Eran tantas las veces que acordaron hacer una pequeña apuesta; tenían que ahorrar solo para eso. Si ella llegaba tarde, compraba los helados, y si él hacía algo malo, él los compraba. Supongo que era una pequeña tradición. Sobre su familia, parecía no querer hablar, pero me dio una ligera impresión de sus padres. En cuanto a su papá, pareció describirlo como la viva imagen masculina de Eva, con el cabello oscuro en un corte militar y aquellos ojos de un intenso azul que él parecía envidiar. Lo describió como frío, algo burlón, enojón y callado. En cuanto llegó a su madre, me pareció ciertamente familiar.
—Y siempre tiene su feo abrigo de piel, le costó una fortuna. Eva dice que lo tiene desde joven. Lo cuida más de lo que nos pudo cuidar a nosotros dos. — se queja con aquella voz llena de impotencia, pero a la vez se lame los dedos con restos de dulce. Aunque me asqueo un poco, decido preguntar.
—¿Un abrigo marrón con felpa en todos lados?
—¿Eres rico y adivino? — deja su tarea de llenarse toda la mano de saliva para mirarme con los ojos tan abiertos que parece la expresión de una caricatura de televisión.
—Creo que ya conocí a tu madre. — razono por lo bajo, pero me escucha.
—Pues qué mala suerte. — suelta con total sinceridad, y no entiendo por que —. Ruega a Dios para que no te reconozca después. — nuevamente aquellas palmadas en el hombro que no dejan de ser toscas, pero al parecer, después de nuestra conversación, mi hombro termina acostumbrándose, cediendo al dolor para hacerlo nulo.

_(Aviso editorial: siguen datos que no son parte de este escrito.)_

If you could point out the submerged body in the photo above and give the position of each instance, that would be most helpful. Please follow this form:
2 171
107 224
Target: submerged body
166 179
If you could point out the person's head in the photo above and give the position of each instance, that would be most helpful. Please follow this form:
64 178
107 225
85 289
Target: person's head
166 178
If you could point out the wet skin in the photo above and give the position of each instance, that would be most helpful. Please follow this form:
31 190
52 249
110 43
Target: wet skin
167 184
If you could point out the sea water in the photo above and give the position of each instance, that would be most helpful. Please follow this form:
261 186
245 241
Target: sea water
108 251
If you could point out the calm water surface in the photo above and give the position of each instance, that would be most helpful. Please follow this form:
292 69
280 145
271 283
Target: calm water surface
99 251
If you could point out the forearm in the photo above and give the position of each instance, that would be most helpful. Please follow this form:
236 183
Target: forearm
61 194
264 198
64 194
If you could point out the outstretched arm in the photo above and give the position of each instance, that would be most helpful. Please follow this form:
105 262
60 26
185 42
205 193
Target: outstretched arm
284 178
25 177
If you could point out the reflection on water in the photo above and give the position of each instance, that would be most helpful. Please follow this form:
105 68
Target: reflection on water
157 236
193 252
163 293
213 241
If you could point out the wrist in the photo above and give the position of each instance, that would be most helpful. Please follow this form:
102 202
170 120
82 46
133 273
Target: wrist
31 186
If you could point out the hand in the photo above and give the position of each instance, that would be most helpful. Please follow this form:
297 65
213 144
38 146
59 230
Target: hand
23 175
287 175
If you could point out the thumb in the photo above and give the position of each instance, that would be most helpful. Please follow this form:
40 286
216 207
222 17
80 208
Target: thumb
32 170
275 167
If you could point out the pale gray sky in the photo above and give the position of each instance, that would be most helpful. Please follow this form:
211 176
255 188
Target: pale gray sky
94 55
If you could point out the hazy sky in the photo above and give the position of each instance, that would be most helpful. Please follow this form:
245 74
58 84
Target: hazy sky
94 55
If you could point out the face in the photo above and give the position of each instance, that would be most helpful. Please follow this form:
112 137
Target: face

El sol empieza a bajar, marcando mucho los colores cálidos del otoño. El viento hace de las suyas, haciendo que nos levantemos. Por un momento, me pregunto si el niño no tiene frío, pero parece de lo más a gusto con el clima. Ni siquiera intenta esconder sus manos en sus ropajes o siquiera le tiembla algún lado de su cuerpo, por lo que me guardo el habla. Al final, me termina avisando que su hermana vuelve pasado mañana, por lo que, en silencio, caminamos hasta su casa. Esta vez se ven algunas luces encendidas. El chico me aconseja que corra antes de que alguien me vea. Aunque lo dice riendo, parece ir en serio por la forma en la que me empuja casi apresurado, mientras voltea la cabeza hacia su hogar, como asegurándose de que realmente nadie me vea. Me despido de él con un gesto de mi mano desde la lejanía. Él no hace ninguno, pero no lo necesito para saber que ha disfrutado de mi compañía.
Al volver a casa, no puedo hacer otra cosa que mirar la pequeña pantalla de mi celular, que mantiene en ella aquel contacto reciente que tendré que llamar en dos días sin alguna razón válida para mí. La especie de secretismo que nace entre mi persona y los hermanos me toma por sorpresa, pero de cierta manera no me molesta, solo lo siento como algo nuevo, algo que solo nos compete a nosotros tres. Y por primera vez, evito pensar en darle una razón, un porqué, un todo. Simplemente me dejo llevar un poco.